Today I was listening to my music server and Mozart 39 came up. I instantly recognized it as Bohm/Vienna PO.. Nicely sprung rhythms, characterful woodwinds, lots of beautiful contrasts, those sweet Vienna strings. But it was in mono. I checked and it was Talich/Czech PO. It made me realize how close Vienna is to Czechoslovakia.


----------



## Mephistopheles (Sep 3, 2012)

Why? Is Vienna non-existent too?


----------



## bigshot (Nov 22, 2011)

It's the sound. I realized that the signature Vienna sound is very close to the signature Czech sound. In fact, the main difference is the horns. These are the two orchestras that I can immediately recognize by sound. I had never heart a Mozart symphony, which doesn't have the typical Dvorak brass, by the CPO. Once I heard it, it clicked.

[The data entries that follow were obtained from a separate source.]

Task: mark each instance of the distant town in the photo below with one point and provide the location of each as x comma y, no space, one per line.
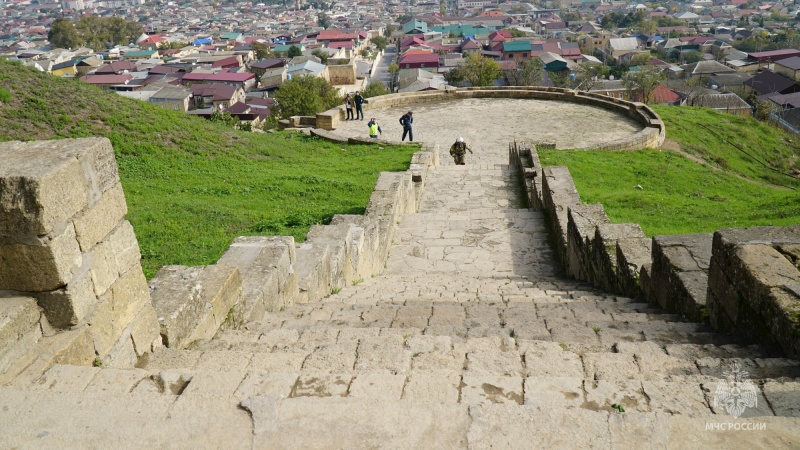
206,58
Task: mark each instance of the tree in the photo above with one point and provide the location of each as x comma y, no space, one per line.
644,81
528,73
63,34
480,70
294,51
380,42
263,51
306,95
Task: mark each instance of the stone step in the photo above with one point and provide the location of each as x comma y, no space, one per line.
47,419
234,380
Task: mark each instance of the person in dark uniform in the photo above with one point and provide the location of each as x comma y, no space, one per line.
406,122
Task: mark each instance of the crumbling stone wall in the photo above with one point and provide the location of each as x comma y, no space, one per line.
754,284
742,280
64,241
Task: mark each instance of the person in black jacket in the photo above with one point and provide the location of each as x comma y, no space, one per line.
406,121
359,101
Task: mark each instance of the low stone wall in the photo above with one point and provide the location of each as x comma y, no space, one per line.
64,242
742,280
754,284
652,136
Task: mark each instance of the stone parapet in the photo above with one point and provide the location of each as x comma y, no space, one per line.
64,242
754,284
652,136
679,273
582,221
558,195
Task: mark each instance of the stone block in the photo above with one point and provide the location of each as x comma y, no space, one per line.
268,276
117,309
41,263
100,219
70,304
19,328
192,302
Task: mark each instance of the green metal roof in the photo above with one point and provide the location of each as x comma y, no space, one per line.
517,46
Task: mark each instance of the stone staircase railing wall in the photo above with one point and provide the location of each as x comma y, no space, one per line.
72,290
69,261
652,135
742,280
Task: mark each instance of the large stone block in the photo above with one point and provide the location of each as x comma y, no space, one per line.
69,305
192,302
100,219
118,308
19,318
45,183
41,263
266,264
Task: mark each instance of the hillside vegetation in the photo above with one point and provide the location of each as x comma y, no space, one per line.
745,179
193,185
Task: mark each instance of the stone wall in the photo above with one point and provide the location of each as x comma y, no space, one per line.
64,242
651,136
754,284
742,280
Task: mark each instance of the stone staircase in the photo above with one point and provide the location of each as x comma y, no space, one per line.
470,338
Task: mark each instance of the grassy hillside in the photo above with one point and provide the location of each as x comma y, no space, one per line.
746,181
193,185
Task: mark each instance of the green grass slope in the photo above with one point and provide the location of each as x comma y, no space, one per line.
193,185
746,179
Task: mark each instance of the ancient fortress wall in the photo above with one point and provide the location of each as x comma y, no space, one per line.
652,134
742,280
72,290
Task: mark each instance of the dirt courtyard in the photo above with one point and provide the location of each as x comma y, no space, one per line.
488,125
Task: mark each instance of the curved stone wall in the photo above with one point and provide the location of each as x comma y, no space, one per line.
651,136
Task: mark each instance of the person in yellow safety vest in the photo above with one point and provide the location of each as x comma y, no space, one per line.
374,128
458,150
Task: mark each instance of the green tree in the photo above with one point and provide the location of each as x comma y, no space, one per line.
480,71
528,73
294,51
263,51
644,81
380,42
306,96
63,34
322,55
375,89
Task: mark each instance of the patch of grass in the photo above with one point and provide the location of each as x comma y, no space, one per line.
678,195
192,185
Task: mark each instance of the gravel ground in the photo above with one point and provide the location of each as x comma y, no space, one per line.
488,125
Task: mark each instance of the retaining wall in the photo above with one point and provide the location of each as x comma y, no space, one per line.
742,280
652,134
72,290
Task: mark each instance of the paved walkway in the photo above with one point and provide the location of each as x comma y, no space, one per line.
470,339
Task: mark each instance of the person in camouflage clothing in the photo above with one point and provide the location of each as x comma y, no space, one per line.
458,150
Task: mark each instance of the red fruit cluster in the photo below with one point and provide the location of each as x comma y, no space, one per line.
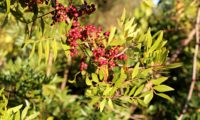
63,13
93,36
104,57
30,3
82,33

Also, Talich is a very underrated conductor. I have yet to hear a recording by him where he didn't hit it out of the park.


----------



## moody (Nov 5, 2011)

bigshot said:


> It's the sound. I realized that the signature Vienna sound is very close to the signature Czech sound. In fact, the main difference is the horns. These are the two orchestras that I can immediately recognize by sound. I had never heart a Mozart symphony, which doesn't have the typical Dvorak brass, by the CPO. Once I heard it, it clicked.
> 
> Also, Talich is a very underrated conductor. I have yet to hear a recording by him where he didn't hit it out of the park.

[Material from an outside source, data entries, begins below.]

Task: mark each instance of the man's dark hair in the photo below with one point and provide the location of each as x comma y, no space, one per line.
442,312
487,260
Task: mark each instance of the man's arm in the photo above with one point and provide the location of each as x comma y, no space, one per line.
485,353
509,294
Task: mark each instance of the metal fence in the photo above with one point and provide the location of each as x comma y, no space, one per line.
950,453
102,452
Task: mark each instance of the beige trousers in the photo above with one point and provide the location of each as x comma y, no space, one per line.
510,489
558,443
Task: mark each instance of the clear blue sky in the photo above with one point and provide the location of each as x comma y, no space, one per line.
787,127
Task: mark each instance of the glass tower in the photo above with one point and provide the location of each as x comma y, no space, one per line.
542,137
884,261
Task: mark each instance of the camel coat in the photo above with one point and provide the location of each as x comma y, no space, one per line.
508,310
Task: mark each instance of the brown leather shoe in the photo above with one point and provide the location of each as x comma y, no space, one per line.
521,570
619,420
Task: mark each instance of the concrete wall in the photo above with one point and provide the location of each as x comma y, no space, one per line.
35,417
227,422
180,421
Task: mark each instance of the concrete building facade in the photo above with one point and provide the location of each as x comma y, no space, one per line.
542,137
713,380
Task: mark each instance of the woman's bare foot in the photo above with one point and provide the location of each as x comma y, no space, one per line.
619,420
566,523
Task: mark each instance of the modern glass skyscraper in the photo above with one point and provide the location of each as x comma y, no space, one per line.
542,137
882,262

Yes, it is strange the lack of interest in Talich here but you must remember that most of this lot won't listen unless the recording is in super hi-fi.
I believe that Mephisto is having a dig at the fact that there is no Czechoslovakia now.


----------



## bigshot (Nov 22, 2011)

The Talich I'm listening to on Supraphon is all high fidelity... Just mono. Perhaps orchestras with distinct sounds are looked down upon now. If that's the case, a lot of music is going to suffer. I can't imagine Dvorak or Smetana without the Czech Phil, Strauss Waltzes without the VPO, or Russian music without the great Russian orchestras.


----------



## moody (Nov 5, 2011)

bigshot said:


> The Talich I'm listening to on Supraphon is all high fidelity... Just mono. Perhaps orchestras with distinct sounds are looked down upon now. If that's the case, a lot of music is going to suffer. I can't imagine Dvorak or Smetana without the Czech Phil, Strauss Waltzes without the VPO, or Russian music without the great Russian orchestras.

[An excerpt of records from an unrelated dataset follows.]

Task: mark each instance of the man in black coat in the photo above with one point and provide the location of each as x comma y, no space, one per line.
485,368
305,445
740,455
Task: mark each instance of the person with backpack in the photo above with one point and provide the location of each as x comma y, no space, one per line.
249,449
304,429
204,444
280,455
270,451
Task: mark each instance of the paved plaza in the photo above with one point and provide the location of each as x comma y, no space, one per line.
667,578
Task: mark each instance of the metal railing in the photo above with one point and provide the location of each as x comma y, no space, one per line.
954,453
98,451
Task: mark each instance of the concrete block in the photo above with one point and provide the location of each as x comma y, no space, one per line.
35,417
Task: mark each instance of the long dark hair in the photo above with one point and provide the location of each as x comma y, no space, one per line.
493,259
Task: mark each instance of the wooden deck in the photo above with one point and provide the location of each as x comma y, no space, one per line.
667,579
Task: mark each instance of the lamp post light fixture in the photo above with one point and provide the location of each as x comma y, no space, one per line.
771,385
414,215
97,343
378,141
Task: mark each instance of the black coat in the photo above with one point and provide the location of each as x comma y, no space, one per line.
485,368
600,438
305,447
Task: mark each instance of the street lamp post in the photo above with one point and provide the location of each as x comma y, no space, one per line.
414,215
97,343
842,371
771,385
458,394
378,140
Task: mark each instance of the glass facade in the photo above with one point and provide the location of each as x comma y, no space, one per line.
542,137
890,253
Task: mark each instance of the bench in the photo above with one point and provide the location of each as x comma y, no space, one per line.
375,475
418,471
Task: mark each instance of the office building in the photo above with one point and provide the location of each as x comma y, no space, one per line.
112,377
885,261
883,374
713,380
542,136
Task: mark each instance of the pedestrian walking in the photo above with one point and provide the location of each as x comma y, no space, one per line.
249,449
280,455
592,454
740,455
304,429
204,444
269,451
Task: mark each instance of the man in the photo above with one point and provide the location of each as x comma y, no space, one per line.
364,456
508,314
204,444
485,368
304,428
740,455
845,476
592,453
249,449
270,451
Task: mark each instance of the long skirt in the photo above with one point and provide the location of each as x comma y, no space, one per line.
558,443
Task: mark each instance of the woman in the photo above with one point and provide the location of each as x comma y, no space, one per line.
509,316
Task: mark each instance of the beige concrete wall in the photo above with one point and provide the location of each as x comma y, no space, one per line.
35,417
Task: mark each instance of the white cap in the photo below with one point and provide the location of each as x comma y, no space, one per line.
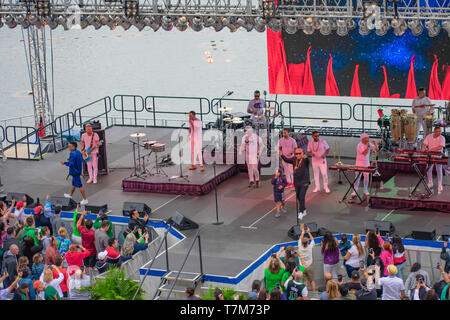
102,255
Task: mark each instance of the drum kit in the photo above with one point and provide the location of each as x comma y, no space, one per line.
140,162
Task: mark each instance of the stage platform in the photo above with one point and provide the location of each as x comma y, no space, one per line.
198,183
395,194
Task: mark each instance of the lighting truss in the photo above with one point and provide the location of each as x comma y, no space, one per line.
339,16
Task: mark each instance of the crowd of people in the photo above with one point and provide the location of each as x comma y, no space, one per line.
378,275
41,259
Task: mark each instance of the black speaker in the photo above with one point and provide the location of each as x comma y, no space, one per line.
129,207
66,204
18,197
446,233
384,227
96,208
181,223
295,231
423,235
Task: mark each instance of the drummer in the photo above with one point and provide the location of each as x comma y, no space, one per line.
256,108
422,106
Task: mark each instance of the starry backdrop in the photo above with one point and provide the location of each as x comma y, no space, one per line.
371,52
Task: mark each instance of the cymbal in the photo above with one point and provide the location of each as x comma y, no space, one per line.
137,135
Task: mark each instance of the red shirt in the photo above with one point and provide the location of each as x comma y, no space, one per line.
76,258
88,239
65,282
112,254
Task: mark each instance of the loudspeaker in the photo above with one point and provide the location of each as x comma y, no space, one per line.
129,207
446,233
18,197
66,204
96,208
181,222
295,231
384,227
423,235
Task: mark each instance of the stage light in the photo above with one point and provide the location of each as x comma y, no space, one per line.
10,21
275,25
416,27
291,26
399,26
326,27
433,27
342,29
382,27
363,28
309,26
131,8
166,23
196,24
260,24
269,9
181,23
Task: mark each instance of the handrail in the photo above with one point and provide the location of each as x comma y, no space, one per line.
154,110
197,236
153,260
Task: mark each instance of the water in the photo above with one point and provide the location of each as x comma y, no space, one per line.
90,64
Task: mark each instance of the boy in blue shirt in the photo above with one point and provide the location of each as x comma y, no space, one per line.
75,164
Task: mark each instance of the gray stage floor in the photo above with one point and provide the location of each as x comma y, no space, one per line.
249,228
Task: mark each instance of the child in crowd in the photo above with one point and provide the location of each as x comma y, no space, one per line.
279,184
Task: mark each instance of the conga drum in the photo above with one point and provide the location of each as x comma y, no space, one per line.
429,120
396,127
411,128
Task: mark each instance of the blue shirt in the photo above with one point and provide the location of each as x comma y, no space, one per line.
75,163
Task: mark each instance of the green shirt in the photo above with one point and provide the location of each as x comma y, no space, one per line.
98,225
273,278
50,293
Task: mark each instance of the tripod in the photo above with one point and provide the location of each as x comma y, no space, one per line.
181,176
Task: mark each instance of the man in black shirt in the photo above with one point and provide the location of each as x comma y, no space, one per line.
300,163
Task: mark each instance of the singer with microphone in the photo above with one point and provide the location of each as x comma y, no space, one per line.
195,135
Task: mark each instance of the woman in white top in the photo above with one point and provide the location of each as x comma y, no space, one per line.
354,255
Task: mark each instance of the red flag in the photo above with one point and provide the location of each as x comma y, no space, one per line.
411,91
296,74
446,83
308,82
384,93
41,125
331,88
355,91
435,90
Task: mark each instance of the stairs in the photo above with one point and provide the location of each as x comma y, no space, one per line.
186,279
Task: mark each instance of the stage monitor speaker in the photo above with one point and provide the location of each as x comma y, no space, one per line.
96,208
295,231
423,235
66,204
446,233
385,228
129,207
18,197
181,223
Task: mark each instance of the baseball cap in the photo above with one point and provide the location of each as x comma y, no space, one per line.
102,255
37,284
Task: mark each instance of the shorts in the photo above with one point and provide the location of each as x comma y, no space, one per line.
309,273
89,261
76,182
278,196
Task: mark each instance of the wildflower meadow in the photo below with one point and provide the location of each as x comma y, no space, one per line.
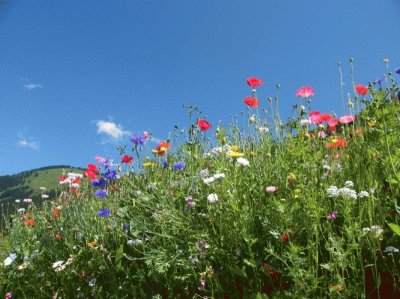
258,208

The question of orchestral sound came up in an exchange with Superhorn .Orchestras from different countries e.g. France, Russia and Germany sounded completely different from one another--French brass was something rather awful to listen to.
Now they all use German brass so there is little to tell them apart.
I'm sure the travelling conductor and the not-very-permanent chief conductors have also played a part,Talich was the Czech Phil's conductor for quite a while.


----------